Market Close: Muni Yields Higher For Week; Outperform Treasuries

The tax-exempt market ended the first week of 2013 on a relatively quiet note despite a major Treasury selloff followed by a fiscal cliff resolution and hawkish Federal Open Market Committee comments.

Traders throughout Friday – and the entire week – said munis outperformed their taxable counterparts and didn’t see as big a selloff.

“It should be weaker but it’s not really,” a Chicago trader said. “Customers put out four offerings and they were all gone within five minutes and none were particularly cheap. So it’s a little weaker but not formidable.”

He added 10-year muni yields are particularly attractive now compared to 10-year Treasuries. “The spread has gotten a lot wider on the 10-year Treasury. So the Treasury market has weakened but munis are holding in there.”

The market should have a better handle on where rates are going once more supply hits the market next week, the trader added.

Other traders agreed the market ended mostly flat. “It seems flat,” a Virginia trader said. “Treasuries are weaker so I think munis are generally taking their lead from Treasuries.
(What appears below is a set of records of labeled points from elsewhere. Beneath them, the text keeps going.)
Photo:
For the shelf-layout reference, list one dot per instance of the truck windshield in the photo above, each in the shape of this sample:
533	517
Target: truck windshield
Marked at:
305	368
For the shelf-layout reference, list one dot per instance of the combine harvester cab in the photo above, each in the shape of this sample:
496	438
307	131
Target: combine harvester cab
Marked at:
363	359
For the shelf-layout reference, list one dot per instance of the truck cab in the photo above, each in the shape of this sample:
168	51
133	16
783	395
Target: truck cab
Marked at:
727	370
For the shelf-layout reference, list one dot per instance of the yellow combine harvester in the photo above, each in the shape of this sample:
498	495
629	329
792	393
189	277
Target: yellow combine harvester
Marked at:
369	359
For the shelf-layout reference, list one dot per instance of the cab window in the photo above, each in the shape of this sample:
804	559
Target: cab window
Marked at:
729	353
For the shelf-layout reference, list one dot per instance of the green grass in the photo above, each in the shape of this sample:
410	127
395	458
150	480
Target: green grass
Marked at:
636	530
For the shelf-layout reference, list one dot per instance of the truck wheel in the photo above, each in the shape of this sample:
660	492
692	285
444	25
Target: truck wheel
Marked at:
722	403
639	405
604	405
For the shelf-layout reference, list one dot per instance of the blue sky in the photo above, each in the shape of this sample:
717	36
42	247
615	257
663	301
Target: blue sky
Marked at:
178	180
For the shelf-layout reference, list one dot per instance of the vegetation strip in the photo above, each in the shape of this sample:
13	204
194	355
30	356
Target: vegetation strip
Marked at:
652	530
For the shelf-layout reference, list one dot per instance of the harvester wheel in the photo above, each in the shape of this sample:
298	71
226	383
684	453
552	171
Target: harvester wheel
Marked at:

But we are outperforming and munis are lagging.”

He added with limited news for trading in the muni market, all cues are coming from Treasuries.

“It was a relatively quiet start to the year,” wrote Dan Toboja, vice president at Ziegler Capital Markets. “The fiscal cliff talk has left more questions than answers as participants don’t want to take risk ahead of what could still be a knock to the tax-exemption of munis in only a couple months.”

He added, “There is some concern in the market that is keeping activity muted. Several deals were put on hold at the end of the year due to market uncertainty. Now there may be more supply than the market was prepared for in the first weeks of the month. Until the supply picture and the cliff picture become clear there will be more limited trading and still some challenged liquidity.”

In the secondary market, trades compiled by data provider Markit showed weakening. Yields on Ohio’s Buckeye Tobacco Settlement Financing Authority 5.875s of 2047 jumped four basis points to 6.70% while Illinois 5.1s of 2033 increased three basis points to 5.25%.

Yields on San Jose, Calif., Airport 6.6s of 2041 and New York City Municipal Water Finance Authority 5s of 2047 rose two basis points each to 5.14% and 3.34%, respectively.

On Friday, the Municipal Market Data scale finished slightly weaker for the third consecutive session. The 10-year and 30-year yield rose two basis points each to 1.80% and 2.89%, respectively. The two-year closed flat at 0.36% for the third consecutive session.

Treasuries were mixed Friday. The benchmark 10-year yield rose one basis point to 1.92% while the 30-year yield fell one basis point to 3.11%. The two-year was steady at 0.28%.

In economic news Friday, the December employment report came in largely as expected, with a 155,000 gain in payrolls and unemployment holding at 7.8%.

“This is a constructive report from an economic growth perspective,” wrote economists at RDQ Economics. “Employment continued to expand at a moderate rate in the final three months of 2012 despite the uncertainties over the fiscal cliff. Apart from the moderate pickup in private employment in the last three months versus the last year, there were other positives within the report including the strengthening in wage growth, the increase in the workweek, and increases in employment in the key sectors of construction and manufacturing.”

They added, “However, employment growth has not been strong enough to make further inroads into lowering the unemployment rate — the key variable for Fed policy — even though the participation rate has been flat since September.”